28 octubre 2013

Para saber sanar hay que saber enfermar (y otras cosas que nunca aprendo de esta vida).


Los enfermos empezaron a apelotonarse y a quedarse en sus casas. Había enfisema. Había pulmones maltrechos. También asma, bronquitis y toses. El aire era tan espeso que lo llamábamos la pasta. Enredados en las ráfagas de aire venían manojos de pelos sueltos. Serpentinas rubias o bien negras robadas de cabezas magulladas. Las células atascaban las chimeneas y surcaban las veladas.

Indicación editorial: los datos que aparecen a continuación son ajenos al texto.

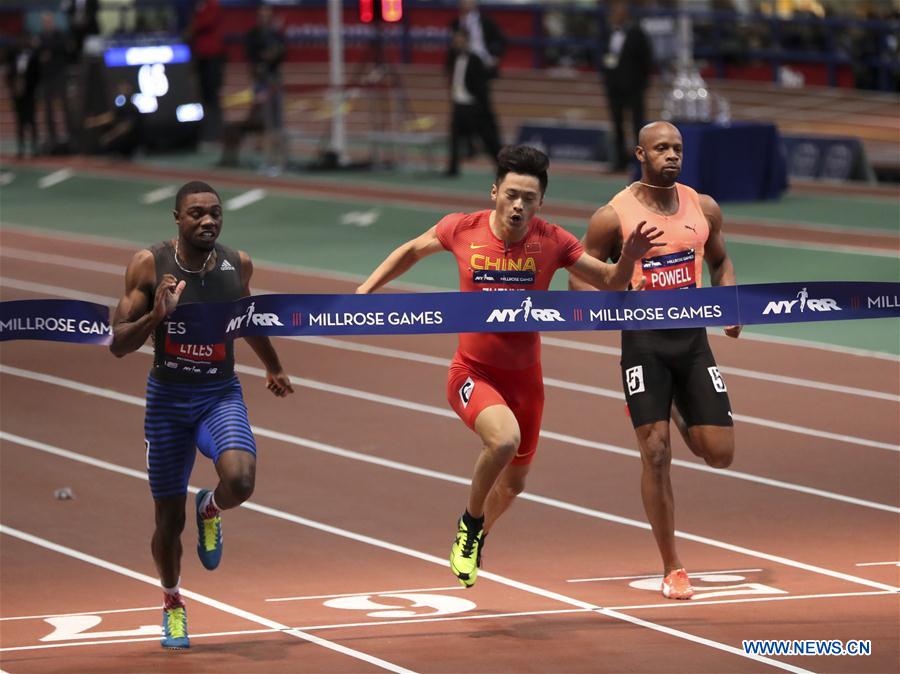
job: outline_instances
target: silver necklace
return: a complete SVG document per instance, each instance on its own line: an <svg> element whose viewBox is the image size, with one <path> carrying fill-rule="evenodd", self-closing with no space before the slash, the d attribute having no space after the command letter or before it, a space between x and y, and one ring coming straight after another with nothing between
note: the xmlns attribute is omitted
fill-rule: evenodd
<svg viewBox="0 0 900 674"><path fill-rule="evenodd" d="M175 264L178 265L178 268L183 271L185 274L201 274L206 270L206 265L209 264L210 258L212 258L212 254L216 252L215 246L213 249L209 251L209 255L206 256L206 259L203 261L203 266L200 269L194 271L193 269L186 269L179 261L178 261L178 239L175 239Z"/></svg>

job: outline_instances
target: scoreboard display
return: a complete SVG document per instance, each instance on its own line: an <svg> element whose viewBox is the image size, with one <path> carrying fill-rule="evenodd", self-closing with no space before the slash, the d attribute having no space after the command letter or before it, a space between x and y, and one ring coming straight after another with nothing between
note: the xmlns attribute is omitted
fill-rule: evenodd
<svg viewBox="0 0 900 674"><path fill-rule="evenodd" d="M141 112L144 144L163 149L196 143L203 105L185 44L140 44L104 49L100 78L89 77L92 105L121 107L125 98ZM99 80L99 81L98 81Z"/></svg>

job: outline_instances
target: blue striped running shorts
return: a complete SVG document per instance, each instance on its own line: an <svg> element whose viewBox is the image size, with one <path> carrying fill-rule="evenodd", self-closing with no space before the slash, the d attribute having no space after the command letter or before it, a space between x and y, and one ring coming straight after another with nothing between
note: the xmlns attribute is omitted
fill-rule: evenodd
<svg viewBox="0 0 900 674"><path fill-rule="evenodd" d="M229 449L256 456L238 378L182 384L148 377L144 441L154 499L187 493L195 448L214 463Z"/></svg>

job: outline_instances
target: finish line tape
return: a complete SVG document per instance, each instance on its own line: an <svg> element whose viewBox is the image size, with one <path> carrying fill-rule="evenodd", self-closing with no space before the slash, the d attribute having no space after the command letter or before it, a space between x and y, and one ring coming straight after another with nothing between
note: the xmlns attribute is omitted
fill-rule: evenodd
<svg viewBox="0 0 900 674"><path fill-rule="evenodd" d="M815 281L651 292L442 292L254 295L186 304L170 339L213 344L254 335L647 330L900 317L900 283ZM109 308L74 300L0 303L0 341L106 344Z"/></svg>

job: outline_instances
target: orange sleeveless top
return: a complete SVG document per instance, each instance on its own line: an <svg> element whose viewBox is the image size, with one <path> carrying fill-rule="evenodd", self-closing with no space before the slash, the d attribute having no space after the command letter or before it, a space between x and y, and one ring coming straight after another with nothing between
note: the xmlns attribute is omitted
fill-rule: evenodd
<svg viewBox="0 0 900 674"><path fill-rule="evenodd" d="M665 246L650 251L653 257L634 263L632 287L636 288L641 278L646 279L644 290L699 288L702 284L703 248L709 238L709 222L696 191L680 183L675 184L675 189L678 191L678 212L673 215L654 213L638 201L628 187L609 202L619 216L623 241L646 220L647 225L662 231L660 238L666 242Z"/></svg>

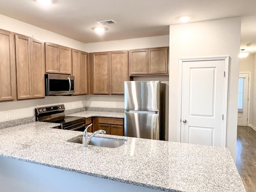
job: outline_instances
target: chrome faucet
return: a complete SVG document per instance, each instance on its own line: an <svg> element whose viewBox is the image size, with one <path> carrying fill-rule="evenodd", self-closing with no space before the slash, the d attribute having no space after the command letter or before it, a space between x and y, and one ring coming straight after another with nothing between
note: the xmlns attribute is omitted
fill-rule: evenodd
<svg viewBox="0 0 256 192"><path fill-rule="evenodd" d="M91 139L92 139L92 137L93 137L96 134L98 134L98 133L105 134L106 133L106 131L105 130L102 130L102 129L100 129L99 130L97 130L97 131L94 132L90 137L88 137L88 134L87 134L87 129L88 129L88 128L89 128L89 127L90 127L90 126L92 126L92 123L88 125L85 128L85 129L84 130L84 147L87 147L88 146L88 145L89 144L90 141L91 140Z"/></svg>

Aunque la tele volvió a cortarse por culpa de las interferencias, los hombres de la radio describían la catástrofe hasta cuando dormíamos: edificios enteros de apartamentos arrasados por las escamas de piel; estadios de béisbol llenos hasta arriba; superficies de lagos y océanos cubiertas de una capa tan densa que se podía caminar enteramente sobre ellos. Los penachos de materia en polvo flotaban sobre nuestros jardines. Batían contra nuestras ventanas, haciendo ruidos de bajo. Aprendí a respirar con bocanadas más cortas. El calor de la incubadora subió tanto fuera que te deshacías en sudor, y luego volvió el polvo. Incrustándose en los ojos. Taponando las narices. Una noche, finalmente, el techo de mi sala de estar sucumbió bajo todo aquel peso. Y a menudo lamentaba no haber estado allí, en alguna parte, bajo todas aquellas escamas.
Blake Butler
en El atlas de la ceniza

2 comentarios:

Epentesis dijo...

Muy buena elección...

aleskander62 dijo...

"Todos los días son redondos o abuñolados."